Although decreased efficiency may not necessarily lead to outages, it can make energy sources far more unreliable than they have been previously. Additionally, power plants may demand even more resources to function at the same capacity. In some severe situations, including droughts or increased water temperatures, some power grids have to shut down completely.
The burden of climate change on the power grid won’t just cause widespread outages and unreliable energy — it’ll also cost money. A lot of it. According to a 2013 report on U.S. grid resiliency, failing to strengthen the power grid could result in $25 billion to $75 billion economic damage every year.
While modernizing the power grid and transitioning to more reliable sources of energy may have upfront costs, the burden of repairing broken grids, bailing out utility companies, and paying other huge costs to restore power to areas affected by climate change is far more expensive.
Communities of color and low-income communities are the most likely to feel the brunt of power grid failures. For example, during the 2021 Texas Power Crisis, low-income Black and Hispanic communities dealt with the worst of the consequences. While wealthier families shared power sources with essential buildings like hospitals (which are more common in high-income neighborhoods) or retreated to hotels, low-income communities had to survive the freezing temperatures on their own.

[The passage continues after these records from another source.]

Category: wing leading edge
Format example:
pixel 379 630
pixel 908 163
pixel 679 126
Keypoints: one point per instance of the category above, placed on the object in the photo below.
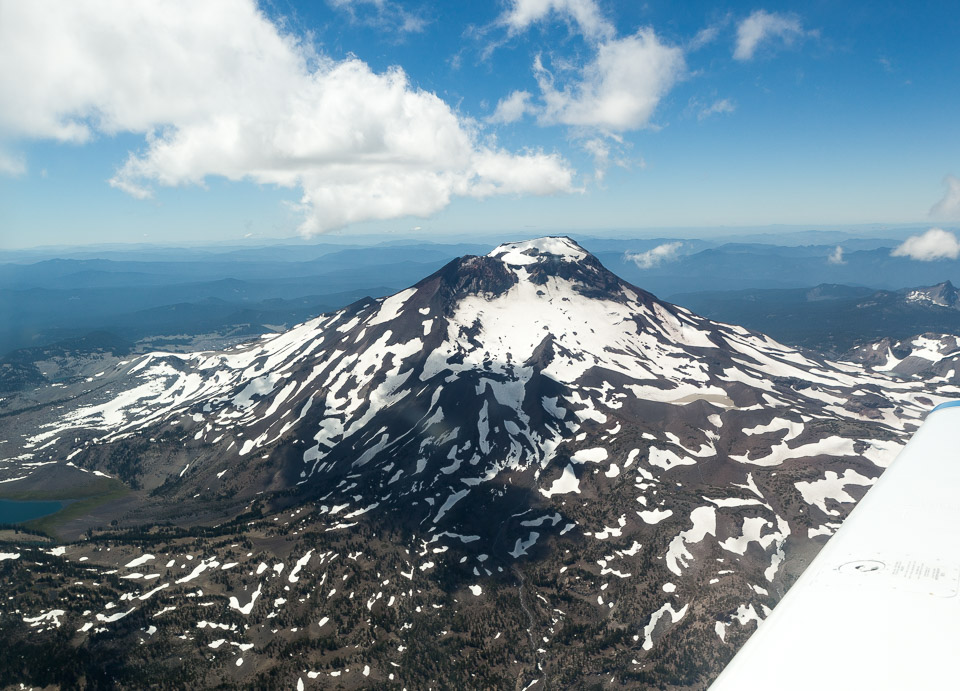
pixel 878 608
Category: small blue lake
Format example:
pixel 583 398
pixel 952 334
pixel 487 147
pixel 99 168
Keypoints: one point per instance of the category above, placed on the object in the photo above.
pixel 21 511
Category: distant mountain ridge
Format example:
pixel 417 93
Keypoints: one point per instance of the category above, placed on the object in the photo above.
pixel 834 318
pixel 522 457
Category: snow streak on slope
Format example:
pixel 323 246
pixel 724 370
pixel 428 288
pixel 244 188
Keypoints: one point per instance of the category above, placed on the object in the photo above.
pixel 542 385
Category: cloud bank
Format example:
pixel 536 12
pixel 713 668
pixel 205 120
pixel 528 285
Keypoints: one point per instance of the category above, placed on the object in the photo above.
pixel 836 257
pixel 936 243
pixel 949 206
pixel 217 89
pixel 660 254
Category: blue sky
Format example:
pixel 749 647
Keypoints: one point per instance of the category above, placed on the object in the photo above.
pixel 131 121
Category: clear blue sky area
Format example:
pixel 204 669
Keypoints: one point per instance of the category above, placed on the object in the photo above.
pixel 215 121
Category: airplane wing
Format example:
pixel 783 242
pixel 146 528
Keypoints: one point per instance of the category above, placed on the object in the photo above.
pixel 878 607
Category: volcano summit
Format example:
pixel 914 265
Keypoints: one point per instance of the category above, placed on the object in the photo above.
pixel 521 468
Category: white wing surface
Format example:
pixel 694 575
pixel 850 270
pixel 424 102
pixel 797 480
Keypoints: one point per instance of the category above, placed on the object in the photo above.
pixel 878 607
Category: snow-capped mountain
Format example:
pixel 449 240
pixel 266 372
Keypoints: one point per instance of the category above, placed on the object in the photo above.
pixel 943 295
pixel 523 418
pixel 930 356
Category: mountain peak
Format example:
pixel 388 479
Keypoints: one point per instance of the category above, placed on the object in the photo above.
pixel 539 249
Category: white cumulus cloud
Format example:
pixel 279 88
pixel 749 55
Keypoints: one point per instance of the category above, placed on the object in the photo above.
pixel 584 13
pixel 722 106
pixel 762 27
pixel 949 206
pixel 936 243
pixel 217 89
pixel 666 252
pixel 619 90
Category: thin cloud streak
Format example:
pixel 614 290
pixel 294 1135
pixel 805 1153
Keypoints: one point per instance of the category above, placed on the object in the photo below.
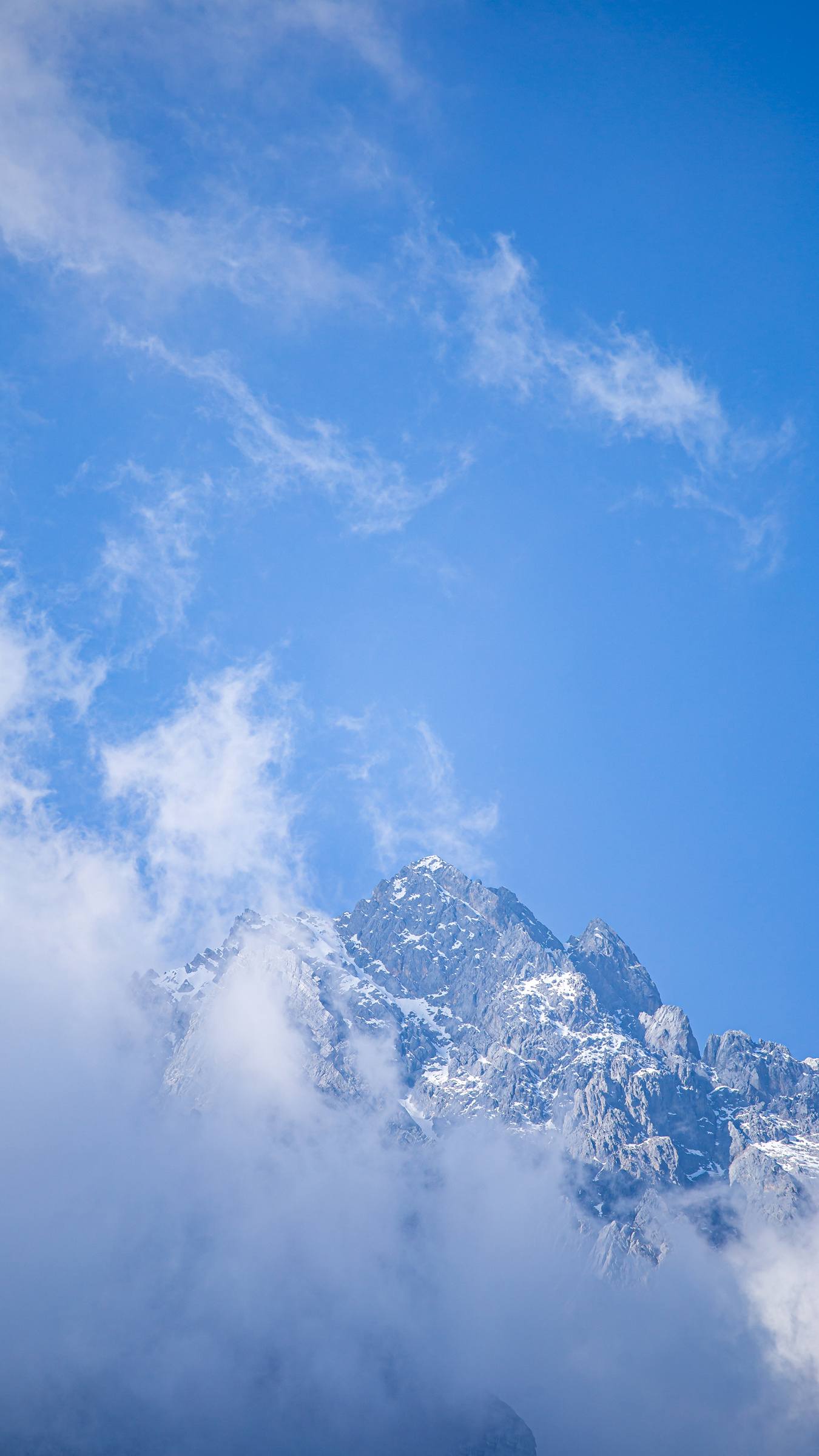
pixel 374 496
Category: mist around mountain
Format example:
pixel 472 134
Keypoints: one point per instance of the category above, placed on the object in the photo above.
pixel 422 1180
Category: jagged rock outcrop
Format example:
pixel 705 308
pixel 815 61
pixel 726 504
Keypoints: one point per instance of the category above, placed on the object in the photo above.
pixel 491 1016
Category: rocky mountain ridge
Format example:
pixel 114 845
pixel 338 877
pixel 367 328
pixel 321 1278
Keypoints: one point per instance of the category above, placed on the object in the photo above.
pixel 493 1017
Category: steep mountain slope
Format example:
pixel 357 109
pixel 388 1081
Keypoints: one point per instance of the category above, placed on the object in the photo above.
pixel 491 1016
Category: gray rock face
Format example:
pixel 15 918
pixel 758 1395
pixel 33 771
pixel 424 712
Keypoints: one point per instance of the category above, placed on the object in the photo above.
pixel 493 1017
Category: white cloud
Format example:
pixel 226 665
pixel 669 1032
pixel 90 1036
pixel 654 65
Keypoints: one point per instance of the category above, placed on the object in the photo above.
pixel 408 795
pixel 620 380
pixel 76 197
pixel 206 788
pixel 155 561
pixel 372 494
pixel 761 536
pixel 38 667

The additional strain of the pandemic and economic turmoil also made it difficult for families to save for emergencies, whether to replace food spoiled in the refrigerator due to a power outage or to refill their gas tanks to escape an impending storm.
A long-history of environmental racism, in which marginalized communities often face disproportionate consequences of pollution and climate change, has also placed people of color in more vulnerable regions. Oftentimes, outdated power grids generate energy for these regions.
How Renewable Energy Sources Can Help
Don’t worry: we aren’t looking at a hopeless future without electricity. There are solutions to the national power grid crisis, namely investing in renewable energy sources (such as wind and solar power).
Although disinformation campaigns have attempted to discredit the reliability and cost-effectiveness of renewable energy, these clean energy sources are one of the best answers to the questions surrounding the power grid. According to this 2021 study from Dartmouth, incorporating renewable energy sources increases the power grid’s overall resilience in the face of extreme weather.
After Hurricane Fiona caused widespread outages in Puerto Rico, homes powered by solar energy had no trouble getting their electricity back — days before others. Investing in renewable energy will not only conserve energy and decrease costs, but it also has the potential to save lives.